Frei Betto também considerou o problema da fome face à potencialidade do País. "Não se justifica a fome em um País com tamanha fertilidade, onde não há falta de alimentos nem excesso de bocas", sustentou, lembrando que o Brasil é hoje um dos cinco maiores produtores de alimento do mundo e ocupa o terceiro lugar na produção internacional de soja e o primeiro exportador mundial de carne. "No entanto, convivemos com a desnutrição crônica de pelo menos 44 milhões de pessoas.
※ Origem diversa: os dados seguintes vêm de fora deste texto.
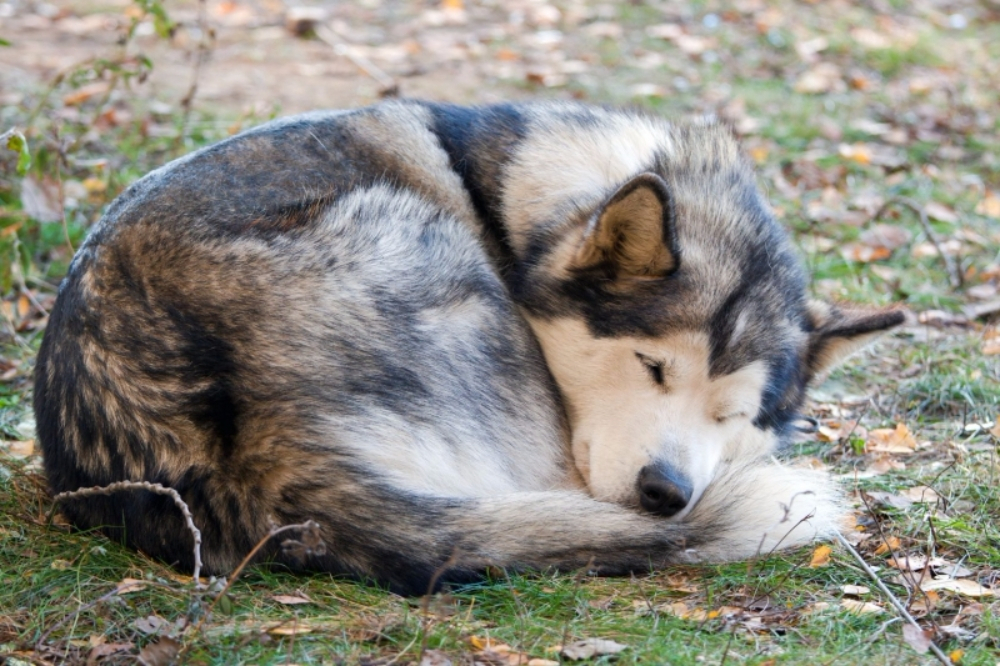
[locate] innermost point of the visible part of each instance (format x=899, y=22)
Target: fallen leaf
x=890, y=543
x=83, y=93
x=891, y=440
x=857, y=152
x=107, y=649
x=917, y=638
x=290, y=599
x=128, y=585
x=940, y=212
x=888, y=236
x=864, y=254
x=821, y=78
x=290, y=629
x=19, y=448
x=161, y=652
x=821, y=556
x=922, y=494
x=943, y=567
x=990, y=205
x=591, y=647
x=151, y=624
x=964, y=587
x=908, y=562
x=860, y=607
x=890, y=500
x=435, y=658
O dado é muito impressionante".

O escritor também informou a existência, na América Latina, de 400 mil crianças, entre zero e cinco anos de idade, mortas a cada ano por desnutrição. "E o Brasil, lamentavelmente contribui com 150 mil crianças". Segundo Frei Betto, o próprio passado do presidente da República o inspirou a lançar o Fome Zero. "Dos 12 filhos da mãe dele, quatro morreram de fome antes dos cinco anos e ele mesmo recorda do que passou nesse sentido".
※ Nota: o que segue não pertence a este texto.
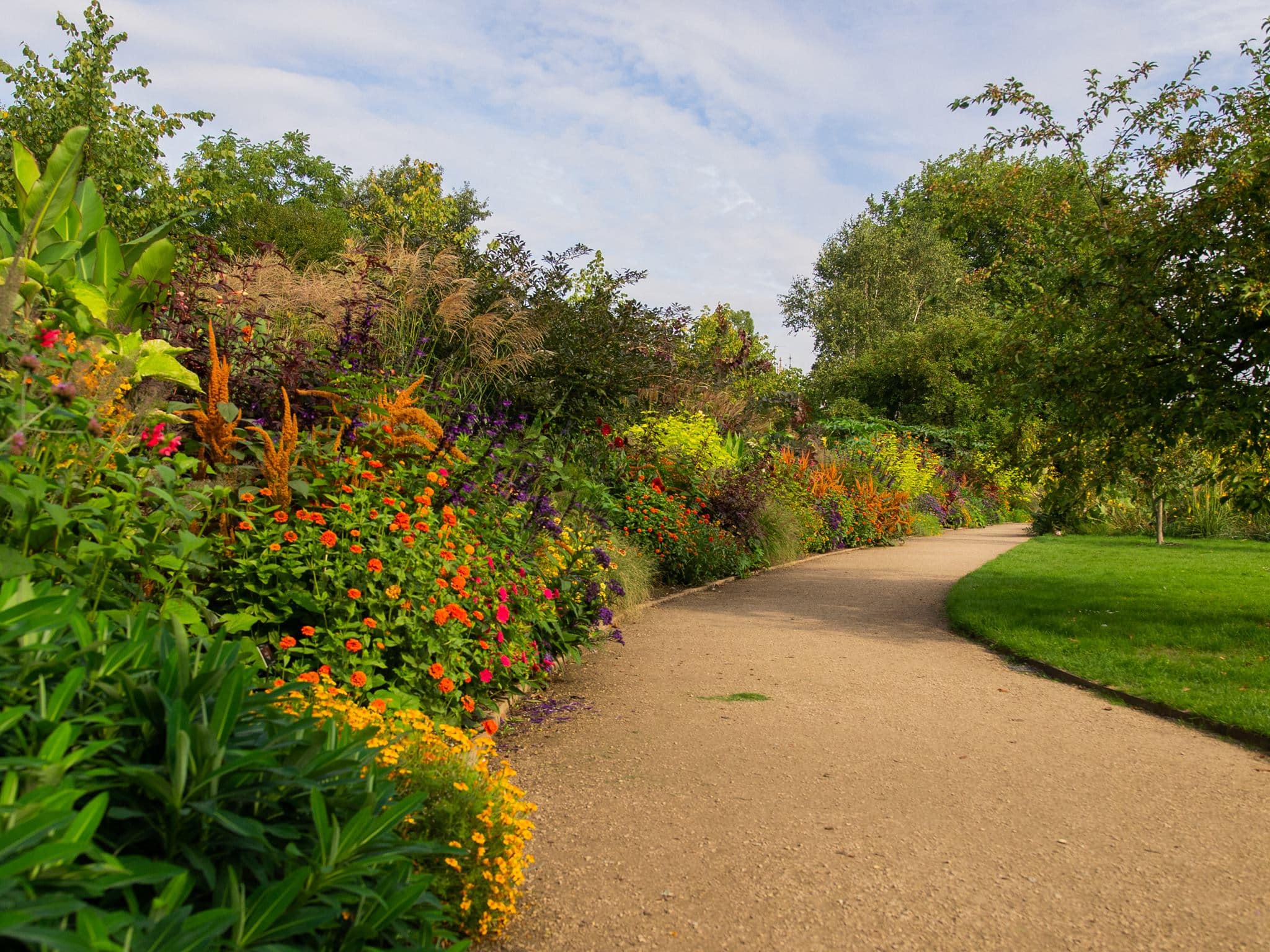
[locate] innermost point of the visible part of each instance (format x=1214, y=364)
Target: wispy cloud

"Ao contrário do que muita gente ainda espera, o Fome Zero não é, nunca quis ser e nunca pretendeu ser uma gincana de distribuição de alimentos", argumentou Frei Betto, ao frisar que "não serão vistas carretas saindo do Rio e de São Paulo abarrotadas de alimentos em direção a uma cidade do semi-árido nordestino para fazer uma grande distribuição ou sorteio".

"Isto não é Fome Zero, não nos dispomos a fazer isso. E o que tem de menos importante no programa é a distribuição de comida", ressaltou. "O Fome Zero é pensado para ser um programa de inserção social", acrescentou, ao afastar a pecha de assistencialismo da iniciativa.

Sobre beleza, Frei Betto relatou em sua palestra sobre um fato verificado numa localidade do sul do Piauí, onde o resgate da auto-estima levou aos próprios membros da comunidade local a abrir um salão de beleza, onde o tratamento custa apenas R$ 1,00 e uma grande procura dos moradores.

Ao explicar a origem do tema que serviu como título de sua conferência, fome e beleza Frei Betto lembrou que o encontrou num poema do cubano Ornelio Cardoso, onde é dito que a primeira fome é saciável e a outra, infindável .

Analogamente aos quarenta anos do golpe militar no Brasil, a palestra proferida por Frei Betto foi por ele dedicada, em forma de homenagem, à memória do Frei Tito de Alencar Lima. "Uma pessoa que pagou com a vida a sua fome de pão e de beleza". O confrade de Frei Betto, Frei Henry e Frei Xavier Plassat "foi torturado e a tortura o levou à morte aos 28 anos de idade".